Le pianiste se leva et salua, une main en manchon sur sa chemise blanche. Maelys observa avec détachement que c’était tout à fait son genre d’homme (ce qui était plus rare que le dahu) : grand, mince mais tonique, dégageant une atmosphère à la fois romantique et ténébreuse. Son visage et ses yeux noirs lui évoquaient un peu les mâles dessinés par la star catalane du gothique des années 2000, Victoria Francès. Ses dessins, à l’époque, avaient constitué l’un des nombreux pas vers la perdition pour une Maelys encore lycéenne : comment fantasmer sur les mecs en golf GTI qu’elle rencontrait en boîte de nuit alors que ses nuits étaient peuplés de vampires espagnols romantiques qui se plantaient un pieu dans le cœur par amour pour leur belle ?

Mais cet hidalgo-là était bien en chair et en os. Bon, ce n’était pas un vampire. Mais lorsqu’il passa à côté d’elle, faisant résonner de son pas leste les dalles sous l’arche aux oratoires, Maelys ne put s’empêcher de couler un regard discret dans sa direction. Il était douloureusement beau. Par chance, il disparut dans les ombres d’un rideau de velours poussiéreux, et fut remplacé par un autre pianiste, féminin cette fois. Maelys se cala dans son siège et, les yeux posés sur une icône au visage tragique éclairé par un lumignon rouge, laissa son esprit voler sur les ailes de la musique. Elle en oublia ses problèmes, ses échecs, sa recherche mystérieuse et sa grossesse nerveuse, qui, somme toutes — elle le savait —, se déroulait principalement dans sa tête.

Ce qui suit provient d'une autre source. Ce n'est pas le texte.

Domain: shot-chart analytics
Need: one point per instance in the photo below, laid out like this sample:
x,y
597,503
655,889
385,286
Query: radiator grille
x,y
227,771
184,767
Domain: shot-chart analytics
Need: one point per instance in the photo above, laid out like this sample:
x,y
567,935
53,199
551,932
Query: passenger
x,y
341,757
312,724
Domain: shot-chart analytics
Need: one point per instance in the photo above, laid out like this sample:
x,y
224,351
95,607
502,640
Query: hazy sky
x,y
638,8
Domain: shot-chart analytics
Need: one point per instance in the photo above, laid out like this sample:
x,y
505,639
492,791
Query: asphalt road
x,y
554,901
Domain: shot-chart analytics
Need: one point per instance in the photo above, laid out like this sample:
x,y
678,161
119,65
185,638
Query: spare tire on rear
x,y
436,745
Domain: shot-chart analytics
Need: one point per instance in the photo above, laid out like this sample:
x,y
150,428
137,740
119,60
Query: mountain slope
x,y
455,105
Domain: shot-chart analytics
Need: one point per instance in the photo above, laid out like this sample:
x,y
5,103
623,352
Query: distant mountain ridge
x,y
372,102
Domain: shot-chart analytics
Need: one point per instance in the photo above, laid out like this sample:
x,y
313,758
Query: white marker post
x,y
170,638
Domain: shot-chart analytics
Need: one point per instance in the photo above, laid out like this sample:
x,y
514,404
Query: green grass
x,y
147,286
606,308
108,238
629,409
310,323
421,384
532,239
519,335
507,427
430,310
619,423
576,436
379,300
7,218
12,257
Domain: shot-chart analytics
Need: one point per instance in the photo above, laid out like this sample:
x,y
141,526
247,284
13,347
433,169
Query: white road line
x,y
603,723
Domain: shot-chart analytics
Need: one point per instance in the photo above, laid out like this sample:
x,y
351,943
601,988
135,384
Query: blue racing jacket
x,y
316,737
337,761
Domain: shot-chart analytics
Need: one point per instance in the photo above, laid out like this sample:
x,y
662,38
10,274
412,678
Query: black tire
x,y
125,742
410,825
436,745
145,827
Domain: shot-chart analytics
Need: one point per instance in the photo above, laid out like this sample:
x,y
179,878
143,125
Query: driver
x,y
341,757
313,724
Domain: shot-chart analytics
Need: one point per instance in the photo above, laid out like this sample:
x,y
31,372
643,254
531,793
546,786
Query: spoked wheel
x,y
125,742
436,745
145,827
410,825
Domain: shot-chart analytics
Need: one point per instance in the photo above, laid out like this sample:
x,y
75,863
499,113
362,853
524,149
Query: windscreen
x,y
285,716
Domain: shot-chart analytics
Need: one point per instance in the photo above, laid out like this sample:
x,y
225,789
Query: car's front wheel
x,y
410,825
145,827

Derrière elle, le vieux bois ciré d’une chaise craqua. Un retardataire, venu comme elle assister au concert trop tard. Ça allait et ça venait discrètement, comme dans une salle d’attente.

Mais lorsque des longs doigts se glissèrent sur son épaule, Maelys se figea.

— Qu’as-tu pensé du récital ? murmura une voix coulante comme du miel dans son oreille. J’ai vu comment tu le regardais.

Raide comme un bout de bois, Maelys tenta d’apercevoir l’auteur de ces mots sans bouger la tête. C’était encore son imagination... ou un coup des démons. Les deux, sûrement.

— Tu réfléchis trop, reprit la voix. Tu ferais mieux de te contenter de ce que la vie te donne... et vivre, oui, au lieu de rester enfermée dans tes rêves et ton imagination. D’arrêter ta petite enquête, aussi. Ça ne donnera rien de bon.

Cette fois, Maelys tenta de tourner la tête. Mais les longues mains blanches du pianiste — car c’était lui, Maelys en était sûre — l’en empêchèrent.

— N’essaie pas d’en savoir plus sur Pleasure Vault (il prononça les mots d’une drôle de façon). Concentre-toi sur ta grossesse, et sur le fait de mettre au monde un petit en bonne santé. C’est tout ce qui devrait t’importer présentement.

La pression sur ses épaules se relâcha. Mais lorsque Maelys se retourna, il n’y avait personne.

Elle était seule dans une église sombre et silencieuse, éclairée seulement par la lumière chiche du lumigon rouge. Seule l’icône, avec son visage tragique, lui souriait.

Maelys se leva précipitamment et quitta les lieux.